Here are some of the questions readers sent me in celebration of this blog’s 10-year anniversary. I have edited, combined, and otherwise adapted some of them but hopefully there are answers here for those of you who were kind enough to inquire.
What are the highlights of your career related to doubling thus far?
Hello, I was wondering about how feel about what you play as a woodwind doubler vs as a single instrumentalist. Do you feel like you’re still able to connect musically with things like pit orchestra as opposed to solo repertoire? Or what other options are there for woodwind doublers to express themselves?
I’m not a Broadway pit orchestra doubler, or a Los Angeles studio doubler, or even working in a medium-sized market. When the opportunities have arisen I’ve done the usual journeyman doubling work: playing local musical theater, regional orchestras and chamber groups and big bands, church gigs, and rock and blues bands. I enjoy all of these, and in particular I enjoy the variety in my performing career.

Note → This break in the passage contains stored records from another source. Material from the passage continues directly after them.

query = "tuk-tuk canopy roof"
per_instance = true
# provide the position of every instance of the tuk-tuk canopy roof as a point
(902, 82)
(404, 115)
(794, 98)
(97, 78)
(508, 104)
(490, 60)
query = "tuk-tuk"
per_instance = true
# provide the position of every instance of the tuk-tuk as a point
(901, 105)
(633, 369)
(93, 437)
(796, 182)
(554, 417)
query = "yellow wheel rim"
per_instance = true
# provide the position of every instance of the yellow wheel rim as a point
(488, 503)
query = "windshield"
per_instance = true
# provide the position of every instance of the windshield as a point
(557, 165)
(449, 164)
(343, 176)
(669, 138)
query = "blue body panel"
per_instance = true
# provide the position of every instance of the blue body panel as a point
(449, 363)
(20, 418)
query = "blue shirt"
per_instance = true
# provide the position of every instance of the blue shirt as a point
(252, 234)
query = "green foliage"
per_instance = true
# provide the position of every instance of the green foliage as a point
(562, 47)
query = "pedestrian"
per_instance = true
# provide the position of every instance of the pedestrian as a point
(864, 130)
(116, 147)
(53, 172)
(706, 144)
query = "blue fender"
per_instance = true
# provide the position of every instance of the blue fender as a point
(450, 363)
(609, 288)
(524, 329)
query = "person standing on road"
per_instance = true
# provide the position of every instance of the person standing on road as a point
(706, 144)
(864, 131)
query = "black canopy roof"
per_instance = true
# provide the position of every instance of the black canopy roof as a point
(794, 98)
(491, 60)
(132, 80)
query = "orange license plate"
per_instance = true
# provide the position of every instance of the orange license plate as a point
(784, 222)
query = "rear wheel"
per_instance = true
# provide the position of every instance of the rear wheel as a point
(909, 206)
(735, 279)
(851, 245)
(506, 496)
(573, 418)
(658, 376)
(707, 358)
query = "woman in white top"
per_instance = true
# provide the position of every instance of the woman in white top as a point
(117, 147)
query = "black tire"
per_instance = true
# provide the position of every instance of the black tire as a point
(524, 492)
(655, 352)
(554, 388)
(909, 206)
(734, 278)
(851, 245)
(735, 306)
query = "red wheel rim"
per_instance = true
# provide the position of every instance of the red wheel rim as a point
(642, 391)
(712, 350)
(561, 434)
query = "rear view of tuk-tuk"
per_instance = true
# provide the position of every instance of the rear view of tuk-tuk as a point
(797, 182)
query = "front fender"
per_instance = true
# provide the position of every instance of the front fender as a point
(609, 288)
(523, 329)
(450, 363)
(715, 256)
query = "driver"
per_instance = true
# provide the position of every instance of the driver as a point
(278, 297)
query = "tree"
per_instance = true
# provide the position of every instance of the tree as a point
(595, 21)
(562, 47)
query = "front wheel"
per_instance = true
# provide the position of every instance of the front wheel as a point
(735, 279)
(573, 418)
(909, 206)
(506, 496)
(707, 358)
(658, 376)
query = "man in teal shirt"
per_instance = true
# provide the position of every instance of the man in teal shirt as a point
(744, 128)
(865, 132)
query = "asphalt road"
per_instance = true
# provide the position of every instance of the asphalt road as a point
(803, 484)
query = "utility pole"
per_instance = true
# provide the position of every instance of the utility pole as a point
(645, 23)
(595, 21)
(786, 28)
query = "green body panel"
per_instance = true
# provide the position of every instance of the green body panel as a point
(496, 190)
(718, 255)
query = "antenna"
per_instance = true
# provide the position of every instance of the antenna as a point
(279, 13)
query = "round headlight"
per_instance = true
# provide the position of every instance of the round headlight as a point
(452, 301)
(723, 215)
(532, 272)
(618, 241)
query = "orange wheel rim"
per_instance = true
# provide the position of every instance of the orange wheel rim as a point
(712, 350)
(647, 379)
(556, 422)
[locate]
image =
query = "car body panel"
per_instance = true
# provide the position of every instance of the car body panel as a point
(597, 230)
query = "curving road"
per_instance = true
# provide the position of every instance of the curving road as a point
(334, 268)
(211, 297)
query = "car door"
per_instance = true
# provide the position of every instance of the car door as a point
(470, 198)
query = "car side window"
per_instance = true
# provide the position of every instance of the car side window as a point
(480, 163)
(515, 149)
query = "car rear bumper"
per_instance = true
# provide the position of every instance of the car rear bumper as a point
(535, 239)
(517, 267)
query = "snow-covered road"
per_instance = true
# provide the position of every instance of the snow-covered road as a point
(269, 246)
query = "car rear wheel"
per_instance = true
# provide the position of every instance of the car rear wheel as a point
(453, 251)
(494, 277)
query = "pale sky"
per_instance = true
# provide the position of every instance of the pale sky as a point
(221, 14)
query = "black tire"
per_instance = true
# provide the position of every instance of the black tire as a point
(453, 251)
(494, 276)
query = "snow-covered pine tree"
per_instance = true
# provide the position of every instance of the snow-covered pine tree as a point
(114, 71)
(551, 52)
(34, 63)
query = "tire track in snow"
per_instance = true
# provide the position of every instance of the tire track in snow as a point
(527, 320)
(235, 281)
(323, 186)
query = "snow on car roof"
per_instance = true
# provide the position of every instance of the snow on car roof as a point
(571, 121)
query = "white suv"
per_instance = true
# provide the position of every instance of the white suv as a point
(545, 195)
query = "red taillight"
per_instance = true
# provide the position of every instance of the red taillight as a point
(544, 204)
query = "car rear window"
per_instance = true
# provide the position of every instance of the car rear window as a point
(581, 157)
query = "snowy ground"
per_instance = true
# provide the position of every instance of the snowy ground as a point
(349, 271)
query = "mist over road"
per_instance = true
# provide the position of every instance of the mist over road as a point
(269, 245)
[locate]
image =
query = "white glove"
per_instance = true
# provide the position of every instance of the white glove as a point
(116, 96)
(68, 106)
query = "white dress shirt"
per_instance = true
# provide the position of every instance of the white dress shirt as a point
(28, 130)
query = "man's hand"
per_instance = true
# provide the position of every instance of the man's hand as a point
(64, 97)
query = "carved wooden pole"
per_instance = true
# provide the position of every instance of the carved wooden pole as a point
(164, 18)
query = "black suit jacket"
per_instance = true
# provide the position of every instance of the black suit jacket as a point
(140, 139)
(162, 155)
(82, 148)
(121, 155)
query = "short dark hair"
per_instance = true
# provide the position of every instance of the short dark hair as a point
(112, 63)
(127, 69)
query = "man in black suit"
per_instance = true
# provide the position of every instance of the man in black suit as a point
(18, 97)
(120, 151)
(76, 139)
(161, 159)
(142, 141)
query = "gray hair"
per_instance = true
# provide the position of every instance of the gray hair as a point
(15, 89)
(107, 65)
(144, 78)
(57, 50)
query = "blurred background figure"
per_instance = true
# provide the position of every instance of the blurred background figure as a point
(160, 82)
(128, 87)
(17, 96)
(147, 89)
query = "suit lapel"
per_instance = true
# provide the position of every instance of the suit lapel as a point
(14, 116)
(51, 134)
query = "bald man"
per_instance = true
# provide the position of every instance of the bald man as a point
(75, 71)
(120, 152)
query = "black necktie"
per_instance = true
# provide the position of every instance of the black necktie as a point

For me the biggest highlights have been connected to my academic career. This includes my attempts at bringing doubling to the recital hall, doing recitals (on my own college campus and others) of concert repertoire on multiple instruments. It also includes my teaching of multiple instruments in a studio setting, as well as woodwind methods courses, plus the textbook I wrote. This blog has been a highlight, too, that has put me in touch with woodwind doublers around the world, including some of my heroes.
How does someone with a full time job, kids, etc. who does doubling as a hobby effectively split practice time among all of their instruments? I’m usually able to practice 1 hour per day. Should I split my session among instruments, or focus on one a day? What’s a good rotation? Any tips or tricks are appreciated!
There’s never enough time in a day for a woodwind doubler. The answers to your questions will probably depend on you: what are your goals? do you want to play all your instruments equally, or do you want to have a “primary” instrument? are you practicing for specific performances or with specific goals in mind, or are you just trying to maintain and develop your skills in a general way? I think the answers to these questions will help clarify for you how you should be allocating your time.
For me personally, an hour is just enough to feel like I’m making some amount of progress on a single instrument, so I suppose if I were in your situation I would mostly practice one instrument per day. Your results may vary. If you’re practicing for general skill development, I do think some kind of pre-planned rotation is valuable, though I don’t think the specifics are important. For me, just having some kind of purposeful rotation makes sure I don’t fall into a rut of, say, grabbing my flute every time because it’s easier than getting a reed wet.
Thanks for your questions! It’s extra special to me to hear from fellow woodwind doublers.